The developer is the latest property company to appeal directly to more cautious retail investors
October 17, 2012

St Modwen (SMP) has become the latest property company to launch a retail bond, allowing it to raise finance directly from small private investors too risk-averse to consider its shares. The proposed bond comes with a coupon of 6.25 per cent - the highest yet in the sector.

Finance director Michael Dunn says he wants to reduce the company's reliance on banks rather than raise its debt levels, which are currently 74 per cent of net assets. The bond will therefore replace old bank loans, not pay for more property.

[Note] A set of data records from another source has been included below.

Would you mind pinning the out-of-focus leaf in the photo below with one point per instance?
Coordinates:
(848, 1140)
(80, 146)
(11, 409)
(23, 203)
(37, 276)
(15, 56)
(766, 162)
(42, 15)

The 6.25 per cent interest rate to bondholders will increase St Modwen's cost of finance slightly, but that's offset by the advantages of flexibility - like all retail bonds, these are not secured against specific assets - and a longer maturity. Whereas most banks lend for at most five years, these retail bonds are not due until 2019.

Private investors have digested a flurry of similar bond launches since July. In the property sector, these have followed a rapid trajectory up the risk-reward curve. First out of the blocks was Primary Health Properties (PHP), which lets doctors' surgeries to the NHS, with a 5.375 per cent coupon; then came a bond yielding 5.5 per cent from CLS Holdings (CLI), an office landlord with many public-sector tenants; finally Workspace (WKP), which lets space to entrepreneurs and white-van men on three-year leases, issued a 6 per cent bond this month.

St Modwen's offering is higher yielding again because the company is more developer than landlord. It does own a substantial portfolio of income-generating properties, perhaps the most famous of which is the affectionately reviled 1960s shopping centre at Elephant & Castle in London. The income from these covers the company's basic costs, including debt interest payments. But St Modwen makes its profits by redeveloping sites, particularly for residential construction. This year its shares, which we have long recommended buying, have been billowed up 73 per cent by the same wind as has swept up the housebuilders.